Women’s football took centre stage in Israel this week with a three-day FIFA coaching course that concluded on Friday, 25 January, at the national team training centre in Shefayim.
40 coaches from across the country joined FIFA instructor Marta Tejedor for the intensive programme covering a variety of key matters such as coaching female players, team tactical organisation, and recovery and injury prevention.
“Every country represents a new challenge in terms of women’s football development,” commented Tejedor. “I have previously done courses in Equatorial Guinea and Russia, where players and coaches face a different kind of environment. All in all it’s difficult to compare, though in all countries I have been to I have sensed a great deal of commitment, passion and gratitude from all parties. I’m greatly impressed by the talent of young Israeli players. Overall women’s football stands for more than sports. Here in Israel, Muslim and Jewish girls play together, and several girls of Palestine origin play for Israel’s women’s national teams, particularly at U-16 level.”
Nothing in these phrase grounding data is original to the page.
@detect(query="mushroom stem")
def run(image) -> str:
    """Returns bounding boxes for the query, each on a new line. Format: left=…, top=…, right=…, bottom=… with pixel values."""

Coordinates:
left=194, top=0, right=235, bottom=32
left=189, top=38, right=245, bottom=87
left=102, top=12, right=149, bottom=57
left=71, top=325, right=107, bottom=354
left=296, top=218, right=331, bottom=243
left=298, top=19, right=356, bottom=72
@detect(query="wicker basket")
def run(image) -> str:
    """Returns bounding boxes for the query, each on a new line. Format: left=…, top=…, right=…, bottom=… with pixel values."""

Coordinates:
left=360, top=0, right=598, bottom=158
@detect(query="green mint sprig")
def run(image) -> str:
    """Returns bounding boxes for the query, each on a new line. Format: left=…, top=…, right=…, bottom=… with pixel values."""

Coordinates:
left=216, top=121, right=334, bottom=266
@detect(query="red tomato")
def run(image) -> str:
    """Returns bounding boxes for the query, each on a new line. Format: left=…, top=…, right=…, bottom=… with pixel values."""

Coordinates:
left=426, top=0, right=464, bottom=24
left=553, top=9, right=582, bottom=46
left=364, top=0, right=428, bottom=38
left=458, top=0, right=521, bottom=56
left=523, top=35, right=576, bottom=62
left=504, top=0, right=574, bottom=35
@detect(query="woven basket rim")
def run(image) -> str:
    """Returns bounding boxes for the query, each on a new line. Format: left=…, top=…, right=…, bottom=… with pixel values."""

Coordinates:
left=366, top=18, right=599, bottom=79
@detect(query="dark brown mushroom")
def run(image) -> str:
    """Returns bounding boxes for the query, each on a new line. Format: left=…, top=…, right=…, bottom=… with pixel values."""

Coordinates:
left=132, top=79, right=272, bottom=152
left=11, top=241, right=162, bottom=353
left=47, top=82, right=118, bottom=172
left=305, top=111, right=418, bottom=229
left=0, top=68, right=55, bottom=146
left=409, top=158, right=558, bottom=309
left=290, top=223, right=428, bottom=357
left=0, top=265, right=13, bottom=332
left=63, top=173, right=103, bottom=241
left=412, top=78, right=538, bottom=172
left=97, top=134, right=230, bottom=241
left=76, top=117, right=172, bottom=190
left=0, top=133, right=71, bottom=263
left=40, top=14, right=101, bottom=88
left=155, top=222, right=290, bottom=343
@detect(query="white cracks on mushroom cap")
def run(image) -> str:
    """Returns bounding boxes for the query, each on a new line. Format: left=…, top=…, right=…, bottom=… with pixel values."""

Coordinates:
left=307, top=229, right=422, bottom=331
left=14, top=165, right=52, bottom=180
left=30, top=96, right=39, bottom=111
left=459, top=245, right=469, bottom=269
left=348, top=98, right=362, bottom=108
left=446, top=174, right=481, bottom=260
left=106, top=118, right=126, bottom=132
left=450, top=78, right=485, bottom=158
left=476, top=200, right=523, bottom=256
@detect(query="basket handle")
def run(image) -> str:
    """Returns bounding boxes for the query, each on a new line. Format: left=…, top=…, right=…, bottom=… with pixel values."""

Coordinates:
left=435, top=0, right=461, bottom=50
Since 2009, FIFA has organised four women’s football projects in Israel, including a general course (2009), a promotional seminar (2010), a girls’ festival with 300 participants at the Ramat Gan National Stadium (2012) and a coaching programme (2013).
Following the success of the FIFA Women’s World Cup 2011, the world’s football governing body launched new programmes and guidelines for women's football development in 2012. While promoting the education of women’s football coaches and inviting former female players to join the courses, the main objectives of the new initiatives are to increase grassroots participation for girls and to further develop women's football leagues around the world.
"We are very excited. This is the first time FIFA organises such a big women’s football event in Israel and we are convinced that it will help our Israeli coaches in their daily activities,” explained Sharon Zeevi, head of Israel Football Association’s women’s football department. “In addition to the course itself, the programme enabled us to collect new data and share knowledge among all participants. We are very thankful for this opportunity and look forward to hosting some more courses in the near future.”
Israel and the British Virgin Islands, where a five-day programme led by FIFA instructor Andrea Rodebaugh concludes on 26 January, have become the first countries to host FIFA women’s football courses in 2013. Worldwide, more than 40 FIFA women’s football courses are expected to take place this year according to FIFA Women’s Football Development Manager Mayrilian Cruz-Blanco.
“We aim at creating synergies with our member associations in order to foster female players’ development and increase the number of girls and women who practice our sport,” said Cruz-Blanco. “As all member associations have different kinds of priorities, we need to adapt our programmes in order to provide them with tailor-made assistance.”
According to FIFA figures, 29 million girls and women play football across the globe.